Tuesday, February 14, 2006

The Dance of the Deep Mystery
Saturday February 25th
Artist will be in attendance from 1-4pm

Show runs until Thursday March 9th

Walk into the woods at night, or early morning before the sun rises. Listen to the trees talking to each other in the wind, the clicks and clacks of an unknown language. Listen to the small scurryings of little animals disturbing the undergrowth. Hear the predator glide by. Listen deeper and there is the thrum of mystery. In the woods at night, when no one else is around, there is the deepest magic. We live in strong houses and surround ourselves with steel and concrete and glass. We shut out the natural world, or tame it and bring it inside. Our ancestors know what we only remember in the deepest of dreams: the world, though magic and beautiful, contains wonderful and exhilerating danger. Not just the physical threat of death, but the danger of the fey spirit, the trickster, the surreal.

The danger that if we walk into the woods alone at night, we will return a different kind of person.

We become worshippers of the good earth. We speak to animals in our visions, and our purposes change.

We worship Life and creation. We seek joy, and find it. We become long thinkers, planning ahead for our grandchildren's grandchildren. We discover the worth and wonder of everyone we meet.

There is a magic in the woods and it is dangerous. It turns your heart to the earth and for the smallest moment Her true beauty is revealed.


Linda said...

This is a beautiful painting. I wish you much success with your exhibit!

Anonymous said...

I am really disappointed in your "choice, how to become employable"...
It's a "tired" image, overdone, and I've always seen you as someone who is above it. You've spoken about injustice and unfairness and the push to conform so many times, in such eloquent colours and images. For me, the value in your art (aside from its beauty) is that it doesn't shout, but gently whispers subtle messages into my soul - and to me, at least, it's a much more powerful way of making me "see".

Aaron Paquette said...

Well, you can't please all the people all the time.

Personally, I like the painting.
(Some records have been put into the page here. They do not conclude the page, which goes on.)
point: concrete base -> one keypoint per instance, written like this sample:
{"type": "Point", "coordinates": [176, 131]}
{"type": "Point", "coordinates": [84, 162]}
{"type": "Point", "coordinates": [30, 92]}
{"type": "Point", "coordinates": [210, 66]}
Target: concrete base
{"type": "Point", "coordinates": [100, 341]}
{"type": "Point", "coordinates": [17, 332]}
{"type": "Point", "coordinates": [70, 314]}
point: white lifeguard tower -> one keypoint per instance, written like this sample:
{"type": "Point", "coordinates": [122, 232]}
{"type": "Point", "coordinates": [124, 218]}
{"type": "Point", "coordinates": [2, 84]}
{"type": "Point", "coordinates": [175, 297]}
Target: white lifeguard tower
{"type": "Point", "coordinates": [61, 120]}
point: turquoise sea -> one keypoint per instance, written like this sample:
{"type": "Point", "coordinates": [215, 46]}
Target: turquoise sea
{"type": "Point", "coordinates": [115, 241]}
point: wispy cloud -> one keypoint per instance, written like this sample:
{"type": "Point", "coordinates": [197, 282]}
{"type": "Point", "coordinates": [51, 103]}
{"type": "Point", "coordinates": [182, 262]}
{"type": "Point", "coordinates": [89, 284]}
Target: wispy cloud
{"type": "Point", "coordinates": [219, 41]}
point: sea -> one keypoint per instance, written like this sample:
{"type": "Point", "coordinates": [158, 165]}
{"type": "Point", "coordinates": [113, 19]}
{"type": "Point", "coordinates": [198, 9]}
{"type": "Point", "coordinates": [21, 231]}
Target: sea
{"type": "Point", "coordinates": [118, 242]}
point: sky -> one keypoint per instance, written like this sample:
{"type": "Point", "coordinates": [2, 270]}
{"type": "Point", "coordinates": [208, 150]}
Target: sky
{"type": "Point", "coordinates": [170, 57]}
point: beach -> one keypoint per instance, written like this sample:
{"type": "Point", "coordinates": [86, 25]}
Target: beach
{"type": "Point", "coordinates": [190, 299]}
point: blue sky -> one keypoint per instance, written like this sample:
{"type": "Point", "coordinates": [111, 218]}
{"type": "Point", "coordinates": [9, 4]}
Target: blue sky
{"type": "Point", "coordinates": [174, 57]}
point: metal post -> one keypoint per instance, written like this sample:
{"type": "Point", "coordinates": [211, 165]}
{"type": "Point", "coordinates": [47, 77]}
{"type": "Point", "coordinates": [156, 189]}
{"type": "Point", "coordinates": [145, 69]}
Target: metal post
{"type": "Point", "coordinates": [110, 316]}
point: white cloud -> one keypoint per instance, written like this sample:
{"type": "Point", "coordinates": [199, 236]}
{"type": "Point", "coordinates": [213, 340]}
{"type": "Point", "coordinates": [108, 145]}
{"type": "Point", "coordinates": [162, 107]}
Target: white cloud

I pushed my ideas of colour and composition to a place I don't normally go and as far as that goes, it was a success to me.

Also, I can see how it can be construed as a sort of sad image, but the motivation behind it was one of joy and a little tongue in cheek. Self-deprecating humour, while not appealing to some, is one facet of my culture and personality.

From a personal point of view, I really did face that choice at one time in my life, and had to cut off my hair in order to get the kind of work that would let me take care of my family. It was a difficult time for me, and I felt I really needed to revisit it and put it in a healthy and (dare I say)happy perspective for myself.

No sermonizing, just a reality that many Natives face.

And in the end, it really is a choice. I could have chosen to keep my braid and found another way. Many men do. There is nothing disempowering about it, but it is an aspect of our society that I found myself thinking about at that particular time.

But I do thank you for your opinion. More food for thought. Grist for the mill, so to speak.

Tav said...

I really like "choice...". First thing I thought of was all my brothers (you, M, and T). I felt the pain and the humour in the painting. Also, I am wondering why "Me" or "anonymous" felt they had to hide their identity? You embrace honesty whether or not you like it. Kind of the meaning of the painting, No?


Aaron Paquette said...

I don't know, I think that on the internet, there is still very good reason to protect one's anonymity. The painting under discussion is quite a personal one, so I don't mind a few questions about it here and there. In fact, the piece seems to encourage it. I'll post it here in a few days so that people can see it for themselves. It's not particularly stunning when viewed online, and I do think much of the careful colour choices get lost in translation, but the gist of it remains.

Anonymous said...

I find it interesting that the only time my use of "Me" as a signature, or my use of the the "anonymous" route was questioned, was when I offered something that can be viewed as a "critique", but not the dozen or so times when I offered praise. So to answer your sister Tavin,
I am not comfortable signing my name anywhere on the Internet, but since I am now aware that on this site it is viewed with such unpleasant suspicion, I promise that after today I will not offend anyone by posting any other notes.

Best of luck, Aaron. You are a wonderful, sensitive, talented man and I've enjoyed our exchanges.

Aaron Paquette said...

I would say that this exchange sums up how two well intentioned and good-hearted people can completely misunderstand and hurt one another.

Tav, I understand that you wanted to stand up for your brother, and "me", I understand why you are hurt.

This site is open for everyone and people are completely free to express their opinions, and shouldn't be afraid to do so. I respect the fact that even my closest friends will sometimes disagree with my point of view, and that is something I embrace! It gives me an opportunity to examine myself and allow my mind to remain open to new thoughts and possibilities.

There is no censure here. I feel this site is an extension of my home, and I welcome and honour any who cross over the threshold to participate, or simply browse through the little offerings.

"Me", if you must leave, then go with all my warmest thoughts and wishes, but I do hope you come by from time to time.